Maricopa County, Arizona v. Manuel de Jesus Ortega Melendres, et al.
SocialSecurity CriminalProcedure Immigration JusticiabilityDoctri
Are sheriffs 'final policymakers' under 42 U.S.C. § 1983 for their counties with regard to law enforcement?
QUESTIONS PRESENTED In the Ninth Circuit, the precepts of federalism often count for very little. They are, at most, but minor hurdles to be vaulted over by federal courts on their way to superimposing on State and local governmental institutions the courts’ preferences as to how those institutions should be structured and run. Here, the Ninth Circuit and the District Court have disregarded and misapplied Arizona law and this Court’s precedents to find Arizona’s sheriffs to be “final policymakers” for their respective counties and hold Maricopa County, Arizona (“the County”) responsible for law enforcement actions over which the County had no control.

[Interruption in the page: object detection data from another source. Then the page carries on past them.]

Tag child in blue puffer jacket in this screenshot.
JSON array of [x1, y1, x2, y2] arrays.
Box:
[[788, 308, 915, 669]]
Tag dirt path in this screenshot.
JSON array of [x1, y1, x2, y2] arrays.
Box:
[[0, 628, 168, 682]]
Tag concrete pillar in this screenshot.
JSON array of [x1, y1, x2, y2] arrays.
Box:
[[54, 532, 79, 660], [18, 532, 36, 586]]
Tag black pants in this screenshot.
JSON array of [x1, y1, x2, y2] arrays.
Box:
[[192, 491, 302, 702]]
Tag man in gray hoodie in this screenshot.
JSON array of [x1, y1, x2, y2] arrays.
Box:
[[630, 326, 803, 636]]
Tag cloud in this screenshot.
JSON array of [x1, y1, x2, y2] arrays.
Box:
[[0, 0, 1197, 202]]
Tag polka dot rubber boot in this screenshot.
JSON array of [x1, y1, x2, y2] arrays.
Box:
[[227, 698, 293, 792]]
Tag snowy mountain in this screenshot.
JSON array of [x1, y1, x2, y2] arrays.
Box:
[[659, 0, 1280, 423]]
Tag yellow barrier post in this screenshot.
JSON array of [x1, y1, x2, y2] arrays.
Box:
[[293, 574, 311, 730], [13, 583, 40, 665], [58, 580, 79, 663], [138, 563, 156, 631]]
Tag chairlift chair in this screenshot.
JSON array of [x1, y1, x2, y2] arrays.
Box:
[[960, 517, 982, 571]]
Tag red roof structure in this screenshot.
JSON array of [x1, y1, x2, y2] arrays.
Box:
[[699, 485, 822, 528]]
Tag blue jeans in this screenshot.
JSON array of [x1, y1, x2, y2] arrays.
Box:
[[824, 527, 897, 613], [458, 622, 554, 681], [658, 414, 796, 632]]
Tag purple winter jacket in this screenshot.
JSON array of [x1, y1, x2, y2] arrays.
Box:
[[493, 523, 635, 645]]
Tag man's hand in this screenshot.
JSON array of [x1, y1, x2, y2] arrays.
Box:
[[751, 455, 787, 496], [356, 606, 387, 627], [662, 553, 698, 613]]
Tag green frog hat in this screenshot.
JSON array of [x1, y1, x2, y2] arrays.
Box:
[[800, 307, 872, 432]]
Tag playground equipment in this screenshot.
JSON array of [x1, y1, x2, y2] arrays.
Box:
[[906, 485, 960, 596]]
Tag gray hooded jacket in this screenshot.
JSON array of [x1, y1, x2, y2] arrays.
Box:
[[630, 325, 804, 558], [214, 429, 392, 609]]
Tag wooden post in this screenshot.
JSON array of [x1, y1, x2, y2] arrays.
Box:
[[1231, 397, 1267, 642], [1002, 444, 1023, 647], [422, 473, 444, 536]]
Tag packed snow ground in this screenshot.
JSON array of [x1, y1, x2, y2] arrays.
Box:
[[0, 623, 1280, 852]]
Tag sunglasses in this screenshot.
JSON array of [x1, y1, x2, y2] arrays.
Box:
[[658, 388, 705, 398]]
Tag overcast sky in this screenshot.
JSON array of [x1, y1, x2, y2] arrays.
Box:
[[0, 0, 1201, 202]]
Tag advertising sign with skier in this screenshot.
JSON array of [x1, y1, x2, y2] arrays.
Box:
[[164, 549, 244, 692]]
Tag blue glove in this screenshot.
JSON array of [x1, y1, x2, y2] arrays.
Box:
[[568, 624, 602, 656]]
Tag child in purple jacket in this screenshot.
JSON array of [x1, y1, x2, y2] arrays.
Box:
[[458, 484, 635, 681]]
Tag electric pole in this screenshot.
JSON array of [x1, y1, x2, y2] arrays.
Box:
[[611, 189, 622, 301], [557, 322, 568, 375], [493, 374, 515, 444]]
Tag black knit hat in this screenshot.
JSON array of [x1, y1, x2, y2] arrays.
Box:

The courts below have saddled the County with substantial cost and other burdens for conduct of former Sheriff Joseph M. Arpaio (“the Sheriff’) and his deputies found to have been contumacious, without regard to limitations on the County’s authority to provide such funding and without regard to legally condoned processes by which such funding could be obtained. Further, massive usurpations of the prerogatives of the Sheriff have been engineered and imposed, apparently on the theory that constitutional constraints on federal judicial disappear whenever the courts exercise their contempt powers. The questions presented are: 1. Applying the analytical mandates of McMillian v. Monroe County, Alabama, 520 U.S. 781 (1997), to county-level governmental institutions established under Arizona law, are sheriffs “final policymakers” under 42 U.S.C. § ii 1983 for their counties with regard to the conduct of law enforcement matters? 2. May federal courts, consistent with the Guarantee Clause and the Tenth Amendment, compel local governmental institutions to do things they are not authorized to do under State law? 3. Are federal courts at liberty, in exercising their contempt powers, to ignore the precepts of federalism, notwithstanding this Court’s decision in Rizzo v. Goode, 432 U.S. 362 (1976)?